En el anuncio de la fe tendremos que usar todos los medios que estén a nuestro alcance. Lo tenemos que recordar hoy que se celebra la 50 Jornada Mundial de los medios de comunicación. Si en tiempos de Pablo VI eran la radio y la TV los medios modernos que se podían usar como instrumentos al servicio de la evangelización, hoy, las redes sociales se han convertido en los nuevos espacios para la evangelización.

No podemos quedarnos al margen de esta realidad, nuestros niños y jóvenes, adultos cristianos del futuro, ya son nativos digitales. Como nos dijo Jesús: “a vino nuevo, odres nuevos”, aplicable a las tecnologías de la información y de la comunicación.

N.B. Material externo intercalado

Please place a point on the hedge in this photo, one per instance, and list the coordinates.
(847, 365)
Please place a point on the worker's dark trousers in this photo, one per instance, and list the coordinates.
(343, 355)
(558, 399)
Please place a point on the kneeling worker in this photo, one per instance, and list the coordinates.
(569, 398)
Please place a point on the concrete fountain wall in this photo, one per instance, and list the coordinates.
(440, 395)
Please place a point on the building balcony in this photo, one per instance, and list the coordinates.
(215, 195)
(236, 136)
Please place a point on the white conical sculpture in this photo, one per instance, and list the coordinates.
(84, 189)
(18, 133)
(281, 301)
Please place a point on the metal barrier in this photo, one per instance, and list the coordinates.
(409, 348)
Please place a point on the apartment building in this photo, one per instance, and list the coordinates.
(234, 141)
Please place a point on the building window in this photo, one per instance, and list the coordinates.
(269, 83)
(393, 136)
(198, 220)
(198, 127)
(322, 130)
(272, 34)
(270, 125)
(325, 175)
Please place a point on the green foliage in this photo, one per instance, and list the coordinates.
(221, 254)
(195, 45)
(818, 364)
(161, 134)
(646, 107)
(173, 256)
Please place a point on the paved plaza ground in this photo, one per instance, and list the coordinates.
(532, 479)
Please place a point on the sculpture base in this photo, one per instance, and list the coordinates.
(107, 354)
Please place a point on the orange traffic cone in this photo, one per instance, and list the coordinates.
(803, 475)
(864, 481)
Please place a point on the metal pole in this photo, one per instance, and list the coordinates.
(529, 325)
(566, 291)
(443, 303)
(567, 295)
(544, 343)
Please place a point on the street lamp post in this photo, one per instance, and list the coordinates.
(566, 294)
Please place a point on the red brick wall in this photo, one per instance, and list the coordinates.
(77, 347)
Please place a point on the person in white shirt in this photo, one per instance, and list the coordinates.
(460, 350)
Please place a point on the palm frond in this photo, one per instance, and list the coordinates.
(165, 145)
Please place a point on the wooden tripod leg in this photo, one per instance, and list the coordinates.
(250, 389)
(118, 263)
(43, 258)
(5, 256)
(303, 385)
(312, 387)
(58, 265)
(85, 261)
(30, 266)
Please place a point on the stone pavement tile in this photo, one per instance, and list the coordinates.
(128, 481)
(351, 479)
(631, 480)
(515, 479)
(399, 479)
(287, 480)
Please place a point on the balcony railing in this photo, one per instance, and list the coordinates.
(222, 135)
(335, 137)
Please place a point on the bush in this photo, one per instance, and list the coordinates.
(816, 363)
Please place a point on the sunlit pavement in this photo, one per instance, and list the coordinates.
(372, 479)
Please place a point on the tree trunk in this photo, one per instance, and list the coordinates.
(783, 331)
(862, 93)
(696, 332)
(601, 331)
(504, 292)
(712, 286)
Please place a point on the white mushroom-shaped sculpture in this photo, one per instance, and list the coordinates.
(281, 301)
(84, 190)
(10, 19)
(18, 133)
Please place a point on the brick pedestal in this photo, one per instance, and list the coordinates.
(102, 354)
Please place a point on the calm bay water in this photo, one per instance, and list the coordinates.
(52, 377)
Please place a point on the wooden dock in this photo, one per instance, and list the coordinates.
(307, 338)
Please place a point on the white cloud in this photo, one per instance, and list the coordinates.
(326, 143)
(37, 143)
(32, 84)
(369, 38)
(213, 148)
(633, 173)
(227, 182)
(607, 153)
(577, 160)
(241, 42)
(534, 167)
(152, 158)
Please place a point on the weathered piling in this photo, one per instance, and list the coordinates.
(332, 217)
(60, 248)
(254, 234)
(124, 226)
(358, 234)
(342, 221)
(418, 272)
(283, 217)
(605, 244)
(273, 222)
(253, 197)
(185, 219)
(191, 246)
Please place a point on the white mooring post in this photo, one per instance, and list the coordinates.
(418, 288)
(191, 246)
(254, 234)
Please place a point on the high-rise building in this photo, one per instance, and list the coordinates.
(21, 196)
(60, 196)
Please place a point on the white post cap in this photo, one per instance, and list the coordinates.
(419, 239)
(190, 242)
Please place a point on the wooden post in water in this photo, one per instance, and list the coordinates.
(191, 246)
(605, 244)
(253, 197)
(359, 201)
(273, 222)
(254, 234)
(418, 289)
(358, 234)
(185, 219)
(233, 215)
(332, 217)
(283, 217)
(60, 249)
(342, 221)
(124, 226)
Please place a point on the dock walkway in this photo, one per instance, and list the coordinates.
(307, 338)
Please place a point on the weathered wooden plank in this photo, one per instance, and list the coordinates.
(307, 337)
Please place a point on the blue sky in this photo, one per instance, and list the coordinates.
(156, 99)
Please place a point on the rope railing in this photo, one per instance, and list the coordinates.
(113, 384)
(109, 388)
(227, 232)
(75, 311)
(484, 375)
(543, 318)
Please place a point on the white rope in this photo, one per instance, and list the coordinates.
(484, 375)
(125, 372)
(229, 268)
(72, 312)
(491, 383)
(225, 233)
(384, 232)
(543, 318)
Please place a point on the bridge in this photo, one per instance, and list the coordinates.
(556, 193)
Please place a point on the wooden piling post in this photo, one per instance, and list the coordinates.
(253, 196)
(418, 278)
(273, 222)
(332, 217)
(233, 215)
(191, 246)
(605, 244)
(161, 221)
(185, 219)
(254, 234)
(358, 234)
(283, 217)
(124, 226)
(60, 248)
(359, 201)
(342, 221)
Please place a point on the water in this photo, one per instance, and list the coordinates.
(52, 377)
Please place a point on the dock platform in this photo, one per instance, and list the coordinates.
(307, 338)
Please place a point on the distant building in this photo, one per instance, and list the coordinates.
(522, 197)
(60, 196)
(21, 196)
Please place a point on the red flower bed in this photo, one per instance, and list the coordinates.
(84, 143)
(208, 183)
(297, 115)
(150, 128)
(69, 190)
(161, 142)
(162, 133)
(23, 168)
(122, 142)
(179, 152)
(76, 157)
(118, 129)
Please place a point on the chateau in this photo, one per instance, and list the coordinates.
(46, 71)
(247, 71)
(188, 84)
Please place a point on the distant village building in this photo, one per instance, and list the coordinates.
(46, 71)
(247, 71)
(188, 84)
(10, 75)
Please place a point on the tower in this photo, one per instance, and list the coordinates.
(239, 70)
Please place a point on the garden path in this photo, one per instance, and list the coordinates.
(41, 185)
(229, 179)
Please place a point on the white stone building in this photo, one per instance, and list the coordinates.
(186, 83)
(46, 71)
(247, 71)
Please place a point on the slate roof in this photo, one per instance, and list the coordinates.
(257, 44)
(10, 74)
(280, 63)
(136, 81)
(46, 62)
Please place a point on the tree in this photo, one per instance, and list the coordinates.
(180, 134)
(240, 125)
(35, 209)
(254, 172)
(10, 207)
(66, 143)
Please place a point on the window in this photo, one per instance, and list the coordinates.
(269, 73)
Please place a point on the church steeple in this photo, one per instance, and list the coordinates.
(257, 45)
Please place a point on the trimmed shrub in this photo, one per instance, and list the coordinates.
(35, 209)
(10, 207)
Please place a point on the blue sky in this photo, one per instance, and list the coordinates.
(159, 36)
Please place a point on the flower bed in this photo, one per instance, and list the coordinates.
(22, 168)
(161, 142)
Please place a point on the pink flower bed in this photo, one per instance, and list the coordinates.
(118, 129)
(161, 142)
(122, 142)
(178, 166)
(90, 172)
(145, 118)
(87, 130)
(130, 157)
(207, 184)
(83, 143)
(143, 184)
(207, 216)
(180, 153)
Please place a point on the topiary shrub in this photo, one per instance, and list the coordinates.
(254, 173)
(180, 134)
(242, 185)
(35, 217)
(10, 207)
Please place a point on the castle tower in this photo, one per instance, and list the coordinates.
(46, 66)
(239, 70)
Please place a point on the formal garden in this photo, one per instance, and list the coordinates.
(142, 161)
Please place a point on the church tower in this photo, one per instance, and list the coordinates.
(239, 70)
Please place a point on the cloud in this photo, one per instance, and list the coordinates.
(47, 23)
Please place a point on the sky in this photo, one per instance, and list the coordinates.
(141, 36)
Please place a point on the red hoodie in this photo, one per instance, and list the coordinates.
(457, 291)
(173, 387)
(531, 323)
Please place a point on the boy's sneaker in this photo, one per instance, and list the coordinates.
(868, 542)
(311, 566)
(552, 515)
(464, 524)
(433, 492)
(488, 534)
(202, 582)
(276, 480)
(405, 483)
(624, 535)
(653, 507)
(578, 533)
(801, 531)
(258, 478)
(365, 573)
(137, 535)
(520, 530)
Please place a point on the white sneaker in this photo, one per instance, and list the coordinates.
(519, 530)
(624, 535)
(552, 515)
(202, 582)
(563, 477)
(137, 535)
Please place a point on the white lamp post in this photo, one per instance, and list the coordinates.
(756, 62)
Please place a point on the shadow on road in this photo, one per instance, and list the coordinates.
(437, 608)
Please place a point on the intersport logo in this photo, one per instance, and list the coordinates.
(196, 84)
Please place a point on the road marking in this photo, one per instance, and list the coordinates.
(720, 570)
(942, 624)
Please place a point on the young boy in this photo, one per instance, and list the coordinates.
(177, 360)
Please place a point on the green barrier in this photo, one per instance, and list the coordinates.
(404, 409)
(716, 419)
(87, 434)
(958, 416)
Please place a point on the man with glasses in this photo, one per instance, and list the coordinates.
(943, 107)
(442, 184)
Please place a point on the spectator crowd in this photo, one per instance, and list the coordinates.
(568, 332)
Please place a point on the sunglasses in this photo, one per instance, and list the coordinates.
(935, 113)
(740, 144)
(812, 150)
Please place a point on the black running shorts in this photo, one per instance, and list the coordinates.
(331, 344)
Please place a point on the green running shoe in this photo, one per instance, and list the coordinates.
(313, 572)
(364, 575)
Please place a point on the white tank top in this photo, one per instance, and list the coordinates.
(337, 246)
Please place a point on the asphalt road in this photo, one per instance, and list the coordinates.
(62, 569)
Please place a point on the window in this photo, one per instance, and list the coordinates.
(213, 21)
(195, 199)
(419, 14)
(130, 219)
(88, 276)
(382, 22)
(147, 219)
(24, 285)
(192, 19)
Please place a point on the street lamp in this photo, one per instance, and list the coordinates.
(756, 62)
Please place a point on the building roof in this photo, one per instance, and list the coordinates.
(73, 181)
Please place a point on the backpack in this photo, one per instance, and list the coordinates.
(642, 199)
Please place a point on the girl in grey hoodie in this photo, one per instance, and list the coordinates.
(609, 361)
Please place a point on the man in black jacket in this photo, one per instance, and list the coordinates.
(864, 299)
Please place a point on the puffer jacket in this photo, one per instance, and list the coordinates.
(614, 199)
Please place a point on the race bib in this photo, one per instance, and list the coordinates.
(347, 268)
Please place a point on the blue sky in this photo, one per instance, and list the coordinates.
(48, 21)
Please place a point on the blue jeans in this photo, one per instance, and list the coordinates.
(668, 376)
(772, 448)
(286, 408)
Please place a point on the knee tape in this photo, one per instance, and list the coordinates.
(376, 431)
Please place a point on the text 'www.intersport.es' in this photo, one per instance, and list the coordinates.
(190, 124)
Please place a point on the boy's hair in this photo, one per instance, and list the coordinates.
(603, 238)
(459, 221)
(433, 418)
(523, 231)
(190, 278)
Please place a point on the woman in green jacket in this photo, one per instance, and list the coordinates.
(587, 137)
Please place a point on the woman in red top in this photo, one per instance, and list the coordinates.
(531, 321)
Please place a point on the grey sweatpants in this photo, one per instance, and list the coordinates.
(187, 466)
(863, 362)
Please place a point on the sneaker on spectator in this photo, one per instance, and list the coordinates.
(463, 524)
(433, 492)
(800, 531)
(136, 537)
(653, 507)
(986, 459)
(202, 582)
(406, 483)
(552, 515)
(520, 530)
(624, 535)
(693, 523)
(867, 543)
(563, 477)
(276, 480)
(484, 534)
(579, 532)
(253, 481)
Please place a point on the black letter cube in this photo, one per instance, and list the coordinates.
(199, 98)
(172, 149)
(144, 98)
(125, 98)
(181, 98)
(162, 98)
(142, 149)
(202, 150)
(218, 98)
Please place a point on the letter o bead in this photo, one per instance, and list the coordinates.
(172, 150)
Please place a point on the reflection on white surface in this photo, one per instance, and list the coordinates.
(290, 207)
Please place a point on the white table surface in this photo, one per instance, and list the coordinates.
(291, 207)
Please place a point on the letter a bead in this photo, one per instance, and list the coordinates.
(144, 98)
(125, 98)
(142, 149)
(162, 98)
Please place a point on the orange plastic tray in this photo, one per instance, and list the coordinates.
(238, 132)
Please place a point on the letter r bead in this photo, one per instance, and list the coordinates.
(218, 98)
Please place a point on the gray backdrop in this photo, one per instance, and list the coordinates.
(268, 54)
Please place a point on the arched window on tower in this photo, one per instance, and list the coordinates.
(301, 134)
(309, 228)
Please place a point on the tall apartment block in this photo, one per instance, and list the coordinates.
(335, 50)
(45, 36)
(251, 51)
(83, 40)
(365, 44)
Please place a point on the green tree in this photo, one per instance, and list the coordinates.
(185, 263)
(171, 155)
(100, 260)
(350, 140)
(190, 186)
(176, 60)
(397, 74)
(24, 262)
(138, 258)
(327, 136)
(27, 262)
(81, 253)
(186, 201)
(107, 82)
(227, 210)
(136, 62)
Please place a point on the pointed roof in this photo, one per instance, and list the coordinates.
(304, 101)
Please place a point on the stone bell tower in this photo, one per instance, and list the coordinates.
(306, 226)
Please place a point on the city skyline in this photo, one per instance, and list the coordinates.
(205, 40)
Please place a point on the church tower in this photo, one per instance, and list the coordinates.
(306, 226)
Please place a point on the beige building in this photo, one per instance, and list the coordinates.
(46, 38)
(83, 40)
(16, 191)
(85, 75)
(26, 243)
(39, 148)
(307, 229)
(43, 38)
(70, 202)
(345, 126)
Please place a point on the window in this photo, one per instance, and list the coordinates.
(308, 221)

Del mensaje del Papa Francisco para el día de hoy, cuyo título es “Comunicación y misericordia: un encuentro fecundo”, se pueden entresacar algunas ideas:

  • Lo que decimos y cómo lo decimos, cada palabra y cada gesto debería expresar la compasión, la ternura y el perdón de Dios para con todos.
  • La comunicación tiene el poder de crear puentes, de favorecer el encuentro y la inclusión.
  • Es fundamental escuchar. Comunicar significa compartir, y para compartir se necesita escuchar, acoger.
  • No es la tecnología la que determina si la comunicación es auténtica o no, sino el corazón del hombre y su capacidad para usar bien los medios a su disposición.
  • El entorno digital es una plaza, un lugar de encuentro, donde se puede acariciar o herir, tener una provechosa discusión o un linchamiento moral.
  • También en red se construye una verdadera ciudadanía. El acceso a las redes digitales lleva consigo una responsabilidad por el otro, que no vemos pero que es real, tiene una dignidad que debe ser respetada. La red puede ser bien utilizada para hacer crecer una sociedad sana y abierta a la puesta en común.
  • Me gusta definir este poder de la comunicación como «proximidad». El encuentro entre la comunicación y la misericordia es fecundo en la medida en que genera una proximidad que se hace cargo, consuela, cura, acompaña y celebra.
  • En un mundo dividido, fragmentado, polarizado, comunicar con misericordia significa contribuir a la buena, libre y solidaria cercanía entre los hijos de Dios y los hermanos en humanidad.

El Papa predica con el ejemplo: hoy ha enviado su primer mensaje-tarjetón a través de Instagram, la red social en la que se encuentran millones de jóvenes. Conciencia de ser enviados a ser testigos del Resucitado en una realidad virtual que está poblada de personas, destinatarias del mensaje del Evangelio.